Figure 1. Genome-wide BS-Seq reveals global hypomethylation in PGCs dependent on Aid

Tissues and cells analysed by BS-Seq are shown in a gradient from red to yellow illustrating methylation levels from high to low. BS-Seq reads were analysed using windows of 250 kilobases across the whole genome. Yellow boxes show the range of the 25-75th quartiles of the data, the line in the middle the median value. Whiskers show either highest and lowest values (if there are no outliers) or upper and lower confidence intervals. Outliers are shown as circles. Placenta, fetal carcass and PGCs were collected at E13.5. Note the global hypomethylation in PGCs, and the substantially higher levels of methylation in Aid-/- PGCs.

Figure 2. Erasure of DNA methylation in different genomic elements in PGCs

Methylation levels in promoters, exons, introns and intergenic regions in ES cells, Np95-/- ES cells, and various tissues of C57BL/6J and Aid-/- knockout mice are shown based on ratios of methylated to unmethylated BS-Seq reads. Placenta, fetal carcass and PGCs were all collected at E13.5. Note the particularly pronounced effect of Aid deficiency on methylation of introns and intergenic regions.

Figure 3. Erasure of DNA methylation in different classes of transposable elements in PGCs

Methylation levels of different classes of transposons in ES cells, Np95-/- ES cells, and various tissues of C57BL/6J and Aid-/- knockout mice are shown based on ratios of methylated to unmethylated BS-Seq reads. Placenta, fetal carcass and PGCs were all collected at E13.5. Note that LTR-ERV1 and LTR-ERVK elements retain more methylation in PGCs than any other repeat family.
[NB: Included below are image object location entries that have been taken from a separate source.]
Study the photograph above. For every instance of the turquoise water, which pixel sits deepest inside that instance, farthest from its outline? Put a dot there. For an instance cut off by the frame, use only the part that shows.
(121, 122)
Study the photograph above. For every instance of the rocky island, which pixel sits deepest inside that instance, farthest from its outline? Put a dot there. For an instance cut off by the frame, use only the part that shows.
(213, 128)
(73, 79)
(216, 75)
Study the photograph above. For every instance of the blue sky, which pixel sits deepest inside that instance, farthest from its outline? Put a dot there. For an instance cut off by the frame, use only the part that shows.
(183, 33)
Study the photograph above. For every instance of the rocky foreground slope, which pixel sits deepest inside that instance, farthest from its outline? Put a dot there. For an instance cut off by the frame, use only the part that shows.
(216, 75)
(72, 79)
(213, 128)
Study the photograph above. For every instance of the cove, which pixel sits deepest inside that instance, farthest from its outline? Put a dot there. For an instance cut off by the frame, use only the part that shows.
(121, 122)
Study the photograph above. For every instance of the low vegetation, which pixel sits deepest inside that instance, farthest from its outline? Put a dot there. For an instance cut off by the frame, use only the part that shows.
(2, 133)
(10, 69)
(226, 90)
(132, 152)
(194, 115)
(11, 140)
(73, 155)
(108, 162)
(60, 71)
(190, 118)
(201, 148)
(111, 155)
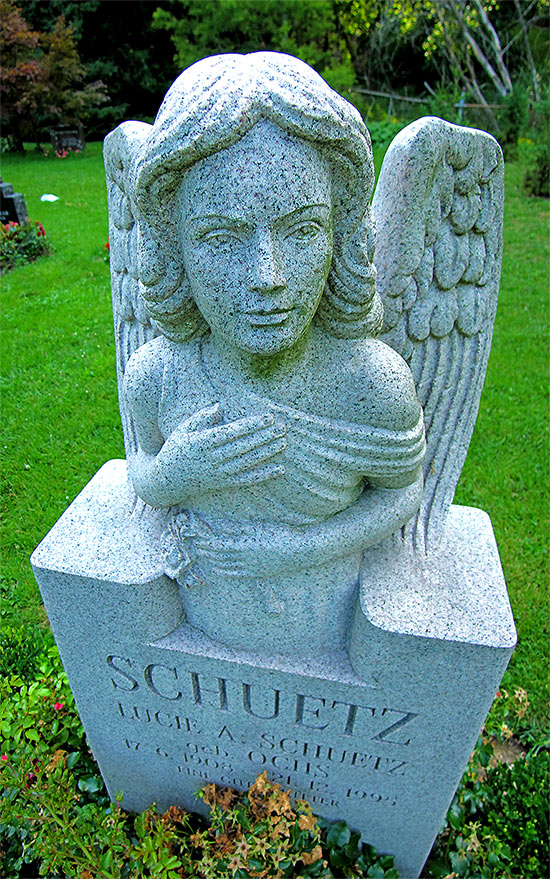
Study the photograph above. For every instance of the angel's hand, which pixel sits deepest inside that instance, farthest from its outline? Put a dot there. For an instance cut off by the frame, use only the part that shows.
(204, 454)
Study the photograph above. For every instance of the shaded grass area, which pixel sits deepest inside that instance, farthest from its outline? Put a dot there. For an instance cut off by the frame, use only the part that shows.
(60, 417)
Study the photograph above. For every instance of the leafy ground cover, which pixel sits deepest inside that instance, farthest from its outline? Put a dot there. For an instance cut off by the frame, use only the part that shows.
(60, 423)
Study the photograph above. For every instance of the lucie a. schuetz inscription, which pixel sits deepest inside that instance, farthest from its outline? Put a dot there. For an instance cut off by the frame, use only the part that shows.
(277, 579)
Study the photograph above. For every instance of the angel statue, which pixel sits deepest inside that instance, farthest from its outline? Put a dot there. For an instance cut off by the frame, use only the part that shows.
(269, 413)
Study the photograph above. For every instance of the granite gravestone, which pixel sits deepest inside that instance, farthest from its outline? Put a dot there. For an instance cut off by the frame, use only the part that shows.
(277, 579)
(67, 138)
(12, 205)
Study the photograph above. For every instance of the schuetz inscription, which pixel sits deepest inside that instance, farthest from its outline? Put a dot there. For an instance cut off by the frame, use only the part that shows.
(325, 749)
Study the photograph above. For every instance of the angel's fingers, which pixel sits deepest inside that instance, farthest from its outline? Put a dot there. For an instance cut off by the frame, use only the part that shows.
(222, 434)
(256, 474)
(252, 457)
(256, 441)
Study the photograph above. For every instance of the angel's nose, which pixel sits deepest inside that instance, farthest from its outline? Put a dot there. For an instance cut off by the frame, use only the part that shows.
(266, 273)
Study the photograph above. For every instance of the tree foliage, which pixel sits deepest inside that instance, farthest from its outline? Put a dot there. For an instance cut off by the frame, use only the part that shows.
(41, 78)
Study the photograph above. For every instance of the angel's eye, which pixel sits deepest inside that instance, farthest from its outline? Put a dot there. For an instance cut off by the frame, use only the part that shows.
(219, 237)
(304, 232)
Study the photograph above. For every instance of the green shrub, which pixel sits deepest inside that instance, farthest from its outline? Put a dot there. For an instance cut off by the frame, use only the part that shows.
(497, 826)
(383, 132)
(21, 243)
(20, 647)
(537, 177)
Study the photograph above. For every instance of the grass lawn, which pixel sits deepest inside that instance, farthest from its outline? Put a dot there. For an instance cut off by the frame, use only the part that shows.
(60, 417)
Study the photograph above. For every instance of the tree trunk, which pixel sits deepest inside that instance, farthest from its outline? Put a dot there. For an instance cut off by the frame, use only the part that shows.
(528, 51)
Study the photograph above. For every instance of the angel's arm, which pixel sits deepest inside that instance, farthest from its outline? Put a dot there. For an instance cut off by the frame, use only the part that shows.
(202, 453)
(391, 497)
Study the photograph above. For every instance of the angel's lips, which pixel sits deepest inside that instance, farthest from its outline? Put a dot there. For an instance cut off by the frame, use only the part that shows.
(273, 317)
Figure 4. Analysis of DNA methylation of individual genomic loci in E13.5 PGCs by Sequenom MassArray

Methylation levels of individual genomic loci (R1-4, randomly selected sequences, located in intergenic regions, the first intron of Foxo1 and the seventh exon of Xirp2, respectively; the Dazl amplicon is located in the promoter region and the H19 and Lit1 amplicons are located in the differentially methylated regions), and of transposons and satellite repeats in wildtype and Aid-/- E13.5 PGCs are shown based on Sequenom Massarray analysis. The number of CpGs analysed for each region is stated in brackets. Un4, unmethylated control located in the Hoxc cluster. Note substantially increased levels of methylation in many genomic loci in Aid-/- PGCs.